Después del preceptivo saludo, acompañado del habitual roce descarado de su pecho contra el mío, sabiendo que me ponía en el disparadero, me informó de cómo había ido la semana y de los progresos que habíamos conseguido. Habían salido dos camiones más, uno el martes y otro esa mañana, con dirección a Italia y ahora la recolección iba más lenta, ya que habíamos clareado bastante la población de setas y debíamos ir seleccionando los tamaños. Aun así teníamos muy buenas perspectivas.

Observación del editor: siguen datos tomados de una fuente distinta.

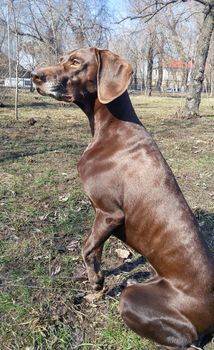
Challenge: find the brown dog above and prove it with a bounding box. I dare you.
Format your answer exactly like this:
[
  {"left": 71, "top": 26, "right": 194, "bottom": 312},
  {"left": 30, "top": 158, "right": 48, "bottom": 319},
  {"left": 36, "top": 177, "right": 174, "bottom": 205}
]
[{"left": 32, "top": 48, "right": 214, "bottom": 349}]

Terminada la charla con Ana María, me dirigí a la cocina para saludar a Marta. Al llegar me informó de que esa semana habían dado una batida contra los jabalíes, y un cazador, trabajador de la quinta, nos había regalado una cinta de lomo. Le propuse a Marta prepararlo el sábado, junto con el risotto, para la hora de la comida. Así que lo primero que hicimos fue meterlo en una fuente, cubrirlo de vino tinto, añadirle una cebolla cortada bastamente, una rama de romero, seis dientes de ajo machacados sin pelar, y dos hojas de laurel. A continuación lo tapamos con film y lo pusimos en la nevera, a marinar.

Poco después llegó Amália. Venía directamente desde su trabajo, y traía puesto el traje de hombre que le conocí en nuestro primer encuentro. Verla así, vestida de hombre, y con el tratamiento previo que me había dado mi cuñada, me subió todos los niveles de hormonas sexuales por las nubes. Nos besamos con pasión y la acompañé al dormitorio, donde iba a cambiarse de ropa.

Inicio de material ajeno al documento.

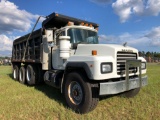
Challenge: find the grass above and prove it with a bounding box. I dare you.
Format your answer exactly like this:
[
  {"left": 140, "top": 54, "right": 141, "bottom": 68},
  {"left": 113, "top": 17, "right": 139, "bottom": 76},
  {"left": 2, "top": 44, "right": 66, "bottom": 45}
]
[{"left": 0, "top": 63, "right": 160, "bottom": 120}]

Mientras se mudaba, yo no paré de dificultarle la labor. La acaricié los pechos. Entre los muslos. La abracé por detrás, acariciándole el vientre. Hasta que me echó fuera del dormitorio, diciéndome que me esperase que no había tiempo para ponernos tiernos. Así que no me quedó más remedio que esperarme.

Durante la cena, mi mujer me recordó que al día siguiente estábamos invitados a una cena baile en el Jockey Club en Lisboa, organizado por la Cámara de Comercio. Y que el sastre había dejado en su apartamento el esmoquin que me estaba confeccionando desde hacía dos meses, cuándo nos remitieron la invitación. Tarjetón que, al desconocer mi nombre, rezaba “Dona Amália S. y acompañante”. Evento al que también estaba invitada mi cuñada, Ana María.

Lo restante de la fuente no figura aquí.